The Freshman, when once safe through his examination, is first inducted into his rooms by a gyp, usually recommended to him by his tutor. The gyp (from [Greek: gyps], vulture, evidently a nickname at first, but now the only name applied to this class of persons) is a college servant, who attends upon a number of students, sometimes as many as twenty, calls them in the morning, brushes their clothes, carries for them parcels and the queerly twisted notes they are continually writing to one another, waits at their parties, and so on. Cleaning their boots is not in his branch of the profession; there is a regular brigade of college shoeblacks.—Bristed's Five Years in an Eng. Univ., Ed. 2d, p. 14.
It is sometimes spelled Jip, though probably by mistake.

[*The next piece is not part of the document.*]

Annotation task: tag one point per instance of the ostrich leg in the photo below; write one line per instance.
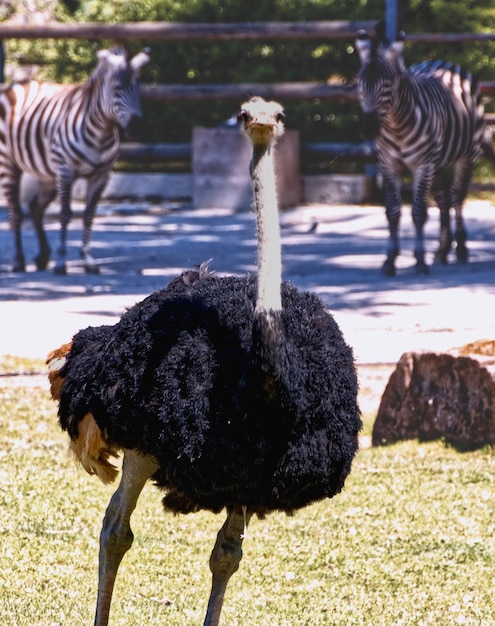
(225, 559)
(116, 534)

My Jip brought one in this morning; faith! and told me I was focussed.—Gent. Mag., 1794, p. 1085.
H.
HALF-LESSON. In some American colleges on certain occasions the students are required to learn only one half of the amount of an ordinary lesson.
They promote it [the value of distinctions conferred by the students on one another] by formally acknowledging the existence of the larger debating societies in such acts as giving "half-lessons" for the morning after the Wednesday night debates.—Bristed's Five Years in an Eng. Univ., Ed. 2d, p. 386.

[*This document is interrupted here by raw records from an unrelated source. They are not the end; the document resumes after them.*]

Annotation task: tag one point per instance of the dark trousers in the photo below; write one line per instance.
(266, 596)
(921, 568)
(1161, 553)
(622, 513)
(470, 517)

HALF-YEAR. In the German universities, a collegiate term is called a half-year.
The annual courses of instruction are divided into summer and winter half-years.—Howitt's Student Life of Germany, Am. Ed., pp. 34, 35.
HALL. A college or large edifice belonging to a collegiate institution.—Webster.
2. A collegiate body in the Universities of Oxford and Cambridge. In the former institution a hall differs from a college, in that halls are not incorporated; consequently, whatever estate or other property they possess is held in trust by the University. In the latter, colleges and halls are synonymous.—Cam. and Oxf. Calendars.